Photo Courtesy of: Dr. Moses Haregewoyn
There is a particular kind of frustration that accumulates over decades of watching the same problem repeat itself. A policy is designed, announced, and celebrated. Administrators scramble to implement it. And then, at the point where a real person — a mother in Akron, a retired labourer in rural Florida — tries to use it, the system quietly fails them. Not dramatically. Not in a way that makes the news. The coverage lapses. The form gets lost. The phone goes unanswered.
Dr. Moses Haregewoyn has spent more than thirty years standing at that gap.
As President of Automated Health Systems (AHS), a Pittsburgh-based health service management company that has administered public health programs for many decades, he has built a career not in designing health policy but in the harder, less celebrated work of making it function. The distinction matters more than most health policy discussions acknowledge.
Where Policy Ends and Administration Begins
The gap between what a public health program promises and what a beneficiary actually receives is not primarily a political problem. It is an administrative one. Eligibility determinations take too long. Outreach materials speak past the communities they are meant to reach. Enrolment systems malfunction at precisely the moments of highest demand. These are not failures of ambition. They are failures of operational execution.
Haregewoyn’s entry into this work came in 1993, when he began as a health benefit educator in Georgia, working with Maximus — Foundation Health Federal Services. He learned early that the relationship between a health program and its intended beneficiary is mediated entirely by the quality of administration between them. Move to New Jersey, then New York, then Ohio, and the lesson repeated.
Over the following decades, AHS built a presence across a multitude of States within the US with more than 4000 professional employees ensuring the success of the company’s vision. Each contract represented the same fundamental challenge: take a program designed by legislators and policy experts, and ensure that the people it was designed for could actually use it.

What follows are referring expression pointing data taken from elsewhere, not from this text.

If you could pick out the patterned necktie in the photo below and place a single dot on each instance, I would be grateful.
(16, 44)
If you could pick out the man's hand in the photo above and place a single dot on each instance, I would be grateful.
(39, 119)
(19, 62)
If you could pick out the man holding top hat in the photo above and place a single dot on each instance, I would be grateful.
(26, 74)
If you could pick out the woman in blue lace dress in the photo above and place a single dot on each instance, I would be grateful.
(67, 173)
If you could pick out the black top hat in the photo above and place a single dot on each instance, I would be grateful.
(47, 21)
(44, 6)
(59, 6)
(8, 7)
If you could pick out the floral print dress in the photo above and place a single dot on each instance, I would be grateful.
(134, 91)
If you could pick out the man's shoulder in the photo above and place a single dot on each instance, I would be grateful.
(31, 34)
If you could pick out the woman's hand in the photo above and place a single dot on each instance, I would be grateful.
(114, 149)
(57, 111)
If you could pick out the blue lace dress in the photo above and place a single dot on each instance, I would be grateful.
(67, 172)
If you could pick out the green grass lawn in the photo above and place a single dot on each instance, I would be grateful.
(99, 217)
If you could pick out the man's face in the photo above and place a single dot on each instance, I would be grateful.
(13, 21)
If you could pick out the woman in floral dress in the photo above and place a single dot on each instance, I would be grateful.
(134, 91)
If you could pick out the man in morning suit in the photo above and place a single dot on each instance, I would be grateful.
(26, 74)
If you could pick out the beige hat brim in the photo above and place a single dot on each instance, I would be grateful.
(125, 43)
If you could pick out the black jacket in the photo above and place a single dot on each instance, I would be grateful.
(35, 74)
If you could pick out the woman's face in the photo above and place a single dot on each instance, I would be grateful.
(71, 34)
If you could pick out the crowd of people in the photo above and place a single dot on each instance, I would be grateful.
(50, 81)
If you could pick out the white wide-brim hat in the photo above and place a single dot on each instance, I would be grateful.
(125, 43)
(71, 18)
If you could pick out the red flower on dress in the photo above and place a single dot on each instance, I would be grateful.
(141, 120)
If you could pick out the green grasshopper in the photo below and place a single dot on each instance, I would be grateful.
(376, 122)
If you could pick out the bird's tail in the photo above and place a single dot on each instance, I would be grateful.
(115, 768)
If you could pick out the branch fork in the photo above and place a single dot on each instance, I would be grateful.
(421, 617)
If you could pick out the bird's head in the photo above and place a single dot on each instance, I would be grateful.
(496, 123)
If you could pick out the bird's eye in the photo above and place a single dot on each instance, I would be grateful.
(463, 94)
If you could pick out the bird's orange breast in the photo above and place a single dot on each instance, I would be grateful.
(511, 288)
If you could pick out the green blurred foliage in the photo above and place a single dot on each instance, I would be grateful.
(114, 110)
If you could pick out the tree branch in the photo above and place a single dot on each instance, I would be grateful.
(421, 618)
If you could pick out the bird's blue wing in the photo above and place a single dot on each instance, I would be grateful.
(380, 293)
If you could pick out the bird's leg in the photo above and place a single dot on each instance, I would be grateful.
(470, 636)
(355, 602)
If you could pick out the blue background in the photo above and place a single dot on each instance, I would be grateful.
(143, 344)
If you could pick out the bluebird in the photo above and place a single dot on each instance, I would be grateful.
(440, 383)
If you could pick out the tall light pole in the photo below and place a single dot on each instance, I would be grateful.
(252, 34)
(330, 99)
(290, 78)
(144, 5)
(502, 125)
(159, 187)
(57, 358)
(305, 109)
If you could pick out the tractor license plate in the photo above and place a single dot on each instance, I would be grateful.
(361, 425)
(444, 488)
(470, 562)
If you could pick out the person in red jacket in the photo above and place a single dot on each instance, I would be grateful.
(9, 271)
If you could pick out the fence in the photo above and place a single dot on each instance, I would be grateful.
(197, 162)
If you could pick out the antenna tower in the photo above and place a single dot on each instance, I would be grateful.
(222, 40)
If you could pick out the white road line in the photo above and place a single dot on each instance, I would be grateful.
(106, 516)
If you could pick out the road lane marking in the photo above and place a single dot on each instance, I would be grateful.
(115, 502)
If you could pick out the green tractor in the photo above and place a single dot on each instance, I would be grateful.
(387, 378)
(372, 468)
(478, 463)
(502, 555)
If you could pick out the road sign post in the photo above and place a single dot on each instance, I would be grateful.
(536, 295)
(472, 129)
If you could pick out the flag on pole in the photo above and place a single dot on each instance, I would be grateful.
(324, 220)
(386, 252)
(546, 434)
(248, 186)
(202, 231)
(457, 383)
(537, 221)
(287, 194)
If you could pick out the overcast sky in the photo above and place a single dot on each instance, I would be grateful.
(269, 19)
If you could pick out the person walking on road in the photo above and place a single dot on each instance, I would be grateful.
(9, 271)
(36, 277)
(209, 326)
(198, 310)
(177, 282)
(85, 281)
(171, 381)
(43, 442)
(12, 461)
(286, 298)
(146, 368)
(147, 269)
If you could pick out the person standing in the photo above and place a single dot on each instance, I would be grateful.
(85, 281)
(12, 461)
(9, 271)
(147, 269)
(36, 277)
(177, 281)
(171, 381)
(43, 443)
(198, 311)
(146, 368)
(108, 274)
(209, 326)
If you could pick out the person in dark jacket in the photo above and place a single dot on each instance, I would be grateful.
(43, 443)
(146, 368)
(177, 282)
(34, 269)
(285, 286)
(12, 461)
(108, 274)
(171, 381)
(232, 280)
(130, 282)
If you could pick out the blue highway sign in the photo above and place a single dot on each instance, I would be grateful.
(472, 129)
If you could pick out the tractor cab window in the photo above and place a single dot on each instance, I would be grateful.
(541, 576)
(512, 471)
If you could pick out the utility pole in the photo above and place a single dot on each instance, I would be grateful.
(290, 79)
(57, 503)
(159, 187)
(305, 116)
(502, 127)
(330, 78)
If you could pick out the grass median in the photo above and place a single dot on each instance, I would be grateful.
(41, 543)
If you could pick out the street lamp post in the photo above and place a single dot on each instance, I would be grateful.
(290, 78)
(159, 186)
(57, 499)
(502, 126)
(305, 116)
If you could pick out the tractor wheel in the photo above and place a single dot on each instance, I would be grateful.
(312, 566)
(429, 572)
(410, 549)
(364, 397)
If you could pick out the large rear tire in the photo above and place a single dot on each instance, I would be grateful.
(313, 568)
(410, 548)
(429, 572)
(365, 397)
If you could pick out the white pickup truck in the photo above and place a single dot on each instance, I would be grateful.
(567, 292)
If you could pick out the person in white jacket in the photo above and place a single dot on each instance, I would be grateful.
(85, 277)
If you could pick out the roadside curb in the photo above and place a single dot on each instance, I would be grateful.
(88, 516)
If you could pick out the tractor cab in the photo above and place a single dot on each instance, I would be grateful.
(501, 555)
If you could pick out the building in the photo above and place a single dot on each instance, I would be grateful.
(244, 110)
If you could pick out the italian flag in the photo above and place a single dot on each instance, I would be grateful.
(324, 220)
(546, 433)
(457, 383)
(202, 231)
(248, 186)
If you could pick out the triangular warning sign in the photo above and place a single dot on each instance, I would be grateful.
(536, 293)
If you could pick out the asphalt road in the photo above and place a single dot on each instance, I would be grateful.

The Credentials Behind the Conviction
What distinguishes Dr. Haregewoyn from administrators who simply manage upward is the intellectual framework he has brought to the work. His academic credentials — a PhD in Organisational Behaviour, an MBA, a Master’s in Sociology, and a Master’s in Public Health — are not decorative. They represent a sustained effort to understand the systems he operates within, not merely to navigate them.
He has taught graduate-level courses in Statistics, Economics of Education, and Leadership as an adjunct professor at Ashland University and Ohio State University. He published research on political refugees in the United States with Lambert Academic Publishing in 2010, a work that went on to be used as a textbook in social sciences courses at several American universities. His 2023 book, Leadership: An Incumbent of Faith, extends that intellectual engagement into the territory of institutional responsibility.
This is not the profile of someone who stumbled into public health administration and stayed because the contracts were reliable. It is the profile of someone who chose the work deliberately, studied it rigorously, and kept asking harder questions about why systems that should serve people so often do not. He is currently the President of Automated Health Systems. Dr. Haregewoyn leads AHS as it endeavors to collaborate with various state and federal agencies throughout the country in providing sophisticated technological healthcare systems of support for its many consumer populations.
What Thirty Years Teaches
Florida’s former Secretary of Health Care Administration, Elizabeth Dudek, once described AHS as having executed one of the largest Medicaid Managed Care program implementations in the state on time, while staying responsive to evolving member and program needs. That kind of institutional endorsement reflects something specific: the capacity to operate at scale, under government accountability, without losing sight of the individual on the other end of the system.
Dr. Haregewoyn has spent his career cultivating exactly that capacity — and arguing, in the way that practitioners argue, through results rather than proclamations, that it is the quality most consistently undervalued in global health governance conversations. The gap he identified thirty years ago in a Georgia benefits office has not closed. It has simply grown larger, and the stakes have grown higher.
The question worth asking now is not whether his experience is relevant. It is whether the institutions shaping global public health are paying attention to the people who have actually done this work.